# Jam in top cover area 13.05.00



## payton_fulton (Nov 8, 2006)

Greetings,

About a week ago our hp lj4250 started making a ginding noise with whick my boss ordered a new fuser for and after the new fuser was installed the grinding still continued. So I installed a new swing plate, well the grinding stopped, but the paper is not feeding correctly. Everytime someone tries to print something I get the following error:

13.05.00 Jam in top cover area

I take the toner out and remove the jammed piece of paper, it is kind of like the fuser is not accepting paper. The gears on the fuser do not even spin.

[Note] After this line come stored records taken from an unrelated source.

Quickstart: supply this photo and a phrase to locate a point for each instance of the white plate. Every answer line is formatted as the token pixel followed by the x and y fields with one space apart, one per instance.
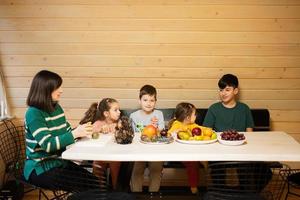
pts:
pixel 196 141
pixel 231 142
pixel 101 141
pixel 170 140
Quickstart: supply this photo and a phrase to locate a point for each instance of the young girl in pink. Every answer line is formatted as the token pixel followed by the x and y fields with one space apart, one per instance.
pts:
pixel 184 119
pixel 104 117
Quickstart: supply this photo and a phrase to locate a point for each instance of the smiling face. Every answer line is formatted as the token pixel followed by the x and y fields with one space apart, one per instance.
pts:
pixel 190 119
pixel 56 94
pixel 147 103
pixel 228 95
pixel 114 112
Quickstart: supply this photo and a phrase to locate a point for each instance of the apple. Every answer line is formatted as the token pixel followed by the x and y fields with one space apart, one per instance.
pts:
pixel 196 131
pixel 164 133
pixel 150 131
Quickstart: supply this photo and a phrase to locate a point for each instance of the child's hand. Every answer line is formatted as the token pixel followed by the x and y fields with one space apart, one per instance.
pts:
pixel 83 130
pixel 108 128
pixel 154 121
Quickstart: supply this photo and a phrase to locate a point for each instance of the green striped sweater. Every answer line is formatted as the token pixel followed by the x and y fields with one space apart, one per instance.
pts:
pixel 47 135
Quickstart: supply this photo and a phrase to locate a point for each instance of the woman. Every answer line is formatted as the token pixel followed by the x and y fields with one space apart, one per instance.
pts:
pixel 48 133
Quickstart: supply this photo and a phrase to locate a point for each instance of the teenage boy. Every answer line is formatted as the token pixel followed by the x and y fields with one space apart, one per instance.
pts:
pixel 141 118
pixel 229 113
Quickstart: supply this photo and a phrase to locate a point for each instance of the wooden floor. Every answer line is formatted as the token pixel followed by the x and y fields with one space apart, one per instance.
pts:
pixel 167 196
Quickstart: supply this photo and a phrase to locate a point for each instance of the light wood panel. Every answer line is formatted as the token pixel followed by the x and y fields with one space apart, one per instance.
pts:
pixel 96 24
pixel 146 11
pixel 49 61
pixel 280 84
pixel 228 51
pixel 94 93
pixel 156 72
pixel 152 2
pixel 111 48
pixel 188 37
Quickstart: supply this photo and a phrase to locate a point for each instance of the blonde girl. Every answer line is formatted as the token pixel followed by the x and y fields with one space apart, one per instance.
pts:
pixel 184 119
pixel 104 117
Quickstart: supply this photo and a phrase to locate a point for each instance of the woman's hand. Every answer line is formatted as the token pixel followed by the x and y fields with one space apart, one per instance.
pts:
pixel 83 130
pixel 154 121
pixel 108 128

Thank you in advance for your response, it is appreciated.


----------



## payton_fulton (Nov 8, 2006)

Also, I forgot to add that I swapped out the fuser with a fuser that I know works and still got the same problem. So I am pretty sure it isn't the fuser


----------



## Chode (Sep 8, 2006)

My suggestion would be that if you have paper feed issues with any HP you should first check for obstructions, then install a maintenance kit. The common problems are less likely to be related to the fuser or swing plate than the feed rollers, pickup rollers, and separation pad. I've seen sep pads pop out and cause all kinds of weird noises and jams a few times, but that's easy to check. and pretty rare. I'm willing to bet on the maintenance kit as your fix. Since you've already bought a fuser, you'll need to get the rollers and sep pad individually.


----------